If you haven’t viewed the following video, showing Mady Hornig, MD, director of translational research at the Center for Infection and Immunity and associate professor of Epidemiology at Columbia’s Mailman School, speaking about their findings, now is a good time to do it.

According to Dr. Hornig, there is biological evidence, determined by the levels of 51 immune biomarkers in blood plasma samples taken from 300 ME/CFS patients and compared with 350 healthy people as controls, proving this is a disease.  These findings are the evidence which strongly support hers and her team’s beginning assumptions.

Dr.
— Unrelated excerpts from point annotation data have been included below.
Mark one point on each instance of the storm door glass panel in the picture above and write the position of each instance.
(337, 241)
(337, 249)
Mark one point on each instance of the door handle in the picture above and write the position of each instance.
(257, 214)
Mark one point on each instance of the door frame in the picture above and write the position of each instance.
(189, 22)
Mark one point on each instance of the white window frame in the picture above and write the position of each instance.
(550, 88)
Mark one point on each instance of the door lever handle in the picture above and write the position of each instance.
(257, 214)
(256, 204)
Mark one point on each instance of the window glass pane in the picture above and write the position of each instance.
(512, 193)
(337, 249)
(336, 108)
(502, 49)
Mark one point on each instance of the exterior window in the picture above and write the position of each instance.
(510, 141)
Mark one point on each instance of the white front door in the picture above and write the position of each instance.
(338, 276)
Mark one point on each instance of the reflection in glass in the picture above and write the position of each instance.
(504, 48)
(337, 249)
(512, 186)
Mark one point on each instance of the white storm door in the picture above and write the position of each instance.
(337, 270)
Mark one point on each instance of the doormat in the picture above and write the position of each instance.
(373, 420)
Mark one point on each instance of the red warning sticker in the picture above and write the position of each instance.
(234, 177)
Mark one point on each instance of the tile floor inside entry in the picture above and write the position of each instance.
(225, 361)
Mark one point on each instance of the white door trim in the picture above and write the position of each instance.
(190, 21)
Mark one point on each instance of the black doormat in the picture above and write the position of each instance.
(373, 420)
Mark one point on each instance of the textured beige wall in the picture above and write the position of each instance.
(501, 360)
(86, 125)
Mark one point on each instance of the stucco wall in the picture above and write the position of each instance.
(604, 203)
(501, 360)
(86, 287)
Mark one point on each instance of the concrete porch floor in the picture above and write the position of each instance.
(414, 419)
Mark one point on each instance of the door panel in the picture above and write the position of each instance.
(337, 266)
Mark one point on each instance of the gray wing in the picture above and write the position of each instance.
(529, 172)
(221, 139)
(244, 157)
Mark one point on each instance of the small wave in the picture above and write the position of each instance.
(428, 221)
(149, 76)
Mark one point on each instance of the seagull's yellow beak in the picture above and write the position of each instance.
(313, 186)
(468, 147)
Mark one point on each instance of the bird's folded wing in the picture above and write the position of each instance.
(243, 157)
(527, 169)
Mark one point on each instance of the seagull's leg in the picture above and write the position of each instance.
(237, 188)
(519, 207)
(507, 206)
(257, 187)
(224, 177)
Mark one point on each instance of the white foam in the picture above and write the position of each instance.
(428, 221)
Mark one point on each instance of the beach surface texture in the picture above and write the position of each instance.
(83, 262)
Hornig devotes some time in the short video to describing how patients have trouble getting a diagnosis; and many times, they go for from one year to up to 10 years before they find a doctor who will give them their diagnosis.  Uninformed doctors and clinicians cannot understand the disease; in fact, many have not heard of it.  Others deny that these patients are sick.

This is not news to patients suffering from ME/CFS.  They, more than anyone else, know their sufferings are not imagined.

Dr. Hornig’s conclusions are just the beginning.  There are many highly qualified scientists and researchers who have come forward, and more are coming forward, and have started their search.  Since this disease (IT REALLY IS A DISEASE!) has many symptoms and affects literally every system in the body, the job of finding biomarkers that can be established as definitive causes, is monumental, and not for the slight of heart.

If the NIH (National Institutes of Health) would have granted and will grant more funding for ME research, we would have been so much more ahead in this very important research.

Listen to Dr. Hornig’s short (2 minutes) report, in which she clearly states the problems of the disease as they affect patients, and the results found in her research.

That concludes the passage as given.